Die neuesten Wikileaks-Dokumente beinhalten reichlich inoffizielle Lästereien. Können die unangenehmen Wahrheiten sogar den Frieden zwischen den Nationen gefährden?

Irans Armee zündet eine Shahin-Rakete. Hoffentlich bleibt das auch nach den Wikileaks-Enthüllungen nur eine Trockenübung. Bild: dapd

BERLIN taz/dapd | Die jüngsten Veröffentlichungen der Internetplattform Wikileaks haben heftige Diskussionen hervorgerufen. Nicht, weil dadurch Kriegsverbrechen aufgedeckt wurden, wie beim Bekanntwerden der Afghanistan-Dokumente, sondern weil nun jeder lesen kann, was US-Diplomaten und Politiker in Wahrheit über ihre Kollegen denken.

Einige, wie der ehemalige französische Außenminister Hubert Védrine, sehen darin keine echten Enthüllungen. Was über das Wochenmagazin Spiegel aus den insgesamt 251.287 Dokumenten aus dem US-Außenministerium kolportiert wurde, ist inhaltlich keine große Überraschung. Denn dass abseits des offiziellen Protokolls durchaus Klartext geredet wird, ist eigentlich selbstverständlich. Dass Guido Westerwelle Geltungsdrang besitzt oder Wolfgang Schäuble beim Kampf gegen den Terrorismus auf den Zugriff auf moderne Technologien setzt, muss eigentlich auch niemanden verwundern.

Für die betroffenen Politiker sind Zuschreibungen wie "aggressiv" oder "wenig kreativ" zwar nicht erfreulich, aber sicher zu verkraften, wie der Vorsitzende des Auswärtigen Ausschusses im Bundestag Ruprecht Polenz (CDU) meint. Er bewertet die diplomatischen Depeschen dennoch als "äußerst brisant". Das Vertrauen auf diplomatischer Ebene sei dadurch erschüttert.

Eigentlich ist das wie in privaten Beziehungen auch, natürlich weiß man, dass auch vertraute Personen nicht immer Nettes über einen denken. Trotzdem belasten solche Lästereien die Freundschaft, wenn man davon erfährt.

Nachhaltiger könnten die US-Depeschen allerdings die diplomatischen Beziehungen in der arabischen Welt belasten. Denn sie legen tiefe Ressentiments arabischer Führer gegenüber Iran offen.

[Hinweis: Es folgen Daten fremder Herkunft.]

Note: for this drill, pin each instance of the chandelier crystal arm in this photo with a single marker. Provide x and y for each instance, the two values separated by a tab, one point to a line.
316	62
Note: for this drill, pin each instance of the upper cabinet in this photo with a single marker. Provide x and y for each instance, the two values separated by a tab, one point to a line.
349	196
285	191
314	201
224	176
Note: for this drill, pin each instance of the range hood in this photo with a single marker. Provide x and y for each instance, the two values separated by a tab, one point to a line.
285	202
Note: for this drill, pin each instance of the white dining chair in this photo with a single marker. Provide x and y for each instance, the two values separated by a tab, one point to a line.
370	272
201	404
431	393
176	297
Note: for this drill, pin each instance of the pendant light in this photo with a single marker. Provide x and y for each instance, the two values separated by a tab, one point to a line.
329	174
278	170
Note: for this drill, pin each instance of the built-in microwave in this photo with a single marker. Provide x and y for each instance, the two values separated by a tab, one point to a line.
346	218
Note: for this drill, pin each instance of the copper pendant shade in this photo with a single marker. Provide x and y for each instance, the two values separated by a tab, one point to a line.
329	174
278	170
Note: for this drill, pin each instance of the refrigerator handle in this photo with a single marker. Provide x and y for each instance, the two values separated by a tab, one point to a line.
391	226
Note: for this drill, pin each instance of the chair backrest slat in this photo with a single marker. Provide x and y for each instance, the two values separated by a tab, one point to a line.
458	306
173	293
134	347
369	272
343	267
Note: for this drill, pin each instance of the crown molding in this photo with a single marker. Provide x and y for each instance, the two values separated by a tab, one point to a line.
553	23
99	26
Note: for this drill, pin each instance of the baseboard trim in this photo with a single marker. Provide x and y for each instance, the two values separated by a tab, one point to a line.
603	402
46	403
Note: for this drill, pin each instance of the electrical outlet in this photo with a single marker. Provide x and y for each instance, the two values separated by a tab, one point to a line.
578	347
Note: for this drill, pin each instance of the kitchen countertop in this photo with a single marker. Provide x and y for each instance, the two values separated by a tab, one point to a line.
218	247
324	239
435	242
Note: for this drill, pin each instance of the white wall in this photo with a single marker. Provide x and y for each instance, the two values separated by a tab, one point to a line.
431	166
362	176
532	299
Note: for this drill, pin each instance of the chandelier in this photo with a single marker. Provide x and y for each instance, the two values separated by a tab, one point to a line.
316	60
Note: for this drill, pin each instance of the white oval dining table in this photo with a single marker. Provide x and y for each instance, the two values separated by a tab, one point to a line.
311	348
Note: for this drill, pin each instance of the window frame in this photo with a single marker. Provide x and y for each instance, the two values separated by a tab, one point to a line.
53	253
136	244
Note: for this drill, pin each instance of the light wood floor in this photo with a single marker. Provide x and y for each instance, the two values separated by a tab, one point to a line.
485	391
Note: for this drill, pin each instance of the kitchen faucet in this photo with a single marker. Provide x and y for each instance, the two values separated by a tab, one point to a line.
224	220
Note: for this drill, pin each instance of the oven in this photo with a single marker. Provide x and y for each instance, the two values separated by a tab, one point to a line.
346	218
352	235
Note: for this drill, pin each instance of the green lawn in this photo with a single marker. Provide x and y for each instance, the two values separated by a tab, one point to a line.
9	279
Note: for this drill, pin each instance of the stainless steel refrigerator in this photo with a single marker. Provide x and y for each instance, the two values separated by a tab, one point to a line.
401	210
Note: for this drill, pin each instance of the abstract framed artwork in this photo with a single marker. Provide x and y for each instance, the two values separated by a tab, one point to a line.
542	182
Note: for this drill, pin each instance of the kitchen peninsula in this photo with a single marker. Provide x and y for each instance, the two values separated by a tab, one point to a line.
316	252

So bezeichnet der ägyptische Präsident Husni Mubarak die Iraner als "große fette Lügner", und das ist schon eher eine grobe Beleidigung. Und wenn etwa Abu Dhabi im Kampf gegen das iranische Nuklearprogramm auf die Hilfe der Amerikaner setzt, oder der Jemen mit den USA kooperieren im Kampf gegen al-Qaida, dann bietet das reichlich Konfliktpotential im ohnehin angespannten nahen Osten.

Oder? Was meinen Sie: Gefährden solche Wahrheiten den Weltfrieden?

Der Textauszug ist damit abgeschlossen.